HealthMap’s algorithm gauges the significance of information based primarily on how often the same material appears in multiple sources, although it does not rate the information based on the source itself, whether it is a New York Times article or a bulletin from a local health ministry. The site does not “take sides” with regard to its sources’ credibility, Freifeld says. Instead, he adds, it follows the logic that significant events tend to see multiple reports from a range of sources.
When it became clear a few months ago that the Ebola outbreak was growing worse and would not be contained anytime soon, the HealthMap team developed a timeline interface to better organize and visualize its reports. “We’re not sure how many people would have predicted it would be this bad,” Brownstein says. The 2014 Ebola Outbreak timeline includes more than 130 entries and has had over 1 million page views since going live in mid-July. Brownstein described HealthMap as "almost like the Wikipedia of emerging infectious diseases" in a March 2010 article. HealthMap works because “it’s a very human-driven but Internet-based system,” Madoff says, adding, “It’s part social network, part news service.”

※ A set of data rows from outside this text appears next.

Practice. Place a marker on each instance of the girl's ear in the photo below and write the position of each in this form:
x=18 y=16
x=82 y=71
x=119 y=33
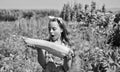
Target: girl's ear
x=61 y=30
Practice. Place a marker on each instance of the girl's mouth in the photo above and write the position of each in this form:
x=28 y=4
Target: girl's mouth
x=52 y=35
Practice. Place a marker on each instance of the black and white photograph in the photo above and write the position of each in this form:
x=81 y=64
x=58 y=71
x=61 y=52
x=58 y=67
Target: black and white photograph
x=59 y=35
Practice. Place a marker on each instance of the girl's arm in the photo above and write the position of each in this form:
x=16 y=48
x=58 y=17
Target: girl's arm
x=41 y=54
x=68 y=61
x=41 y=58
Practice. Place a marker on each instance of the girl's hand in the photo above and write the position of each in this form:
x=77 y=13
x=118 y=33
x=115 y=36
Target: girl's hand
x=70 y=55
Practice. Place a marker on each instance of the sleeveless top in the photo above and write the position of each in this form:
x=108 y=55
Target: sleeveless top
x=51 y=58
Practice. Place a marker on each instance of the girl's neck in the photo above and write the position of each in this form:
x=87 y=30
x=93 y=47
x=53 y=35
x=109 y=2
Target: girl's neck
x=58 y=41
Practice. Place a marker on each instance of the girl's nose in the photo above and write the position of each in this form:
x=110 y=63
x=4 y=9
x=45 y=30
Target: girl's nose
x=51 y=30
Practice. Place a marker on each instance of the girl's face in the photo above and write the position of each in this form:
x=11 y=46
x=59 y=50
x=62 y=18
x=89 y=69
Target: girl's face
x=54 y=30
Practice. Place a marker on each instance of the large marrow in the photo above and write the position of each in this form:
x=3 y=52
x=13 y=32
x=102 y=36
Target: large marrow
x=55 y=49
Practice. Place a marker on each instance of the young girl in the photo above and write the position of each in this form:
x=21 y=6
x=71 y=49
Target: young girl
x=57 y=34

HealthMap is not the only infectious-disease surveillance site. In addition to newer sites such as Google Flu Trends, there are more established efforts such as ProMED and the Global Public Health Intelligence Network (GPHIN), first developed by Health Canada in collaboration with WHO in 1997. GPHIN software retrieves relevant articles every 15 minutes from news-feed aggregators Al Bawaba and Factiva based on specific search queries that the site updates regularly, according to WebMD’s Medscape site. In addition to software-selected articles, the GPHIN database is populated by submissions from human analysts who comb open-access Web sites in search of relevant public health information.
These and other disease-monitoring sites provide a crucial early-warning system that puts information in front of the public as soon as it becomes available, Madoff says. Looking back to the beginning of AIDS awareness in the 1980s, the disease’s origins stretched back 20 or 30 years before it came to the U.S. and was brought to the world’s attention, he says, adding, “Hard to believe this could happen now.”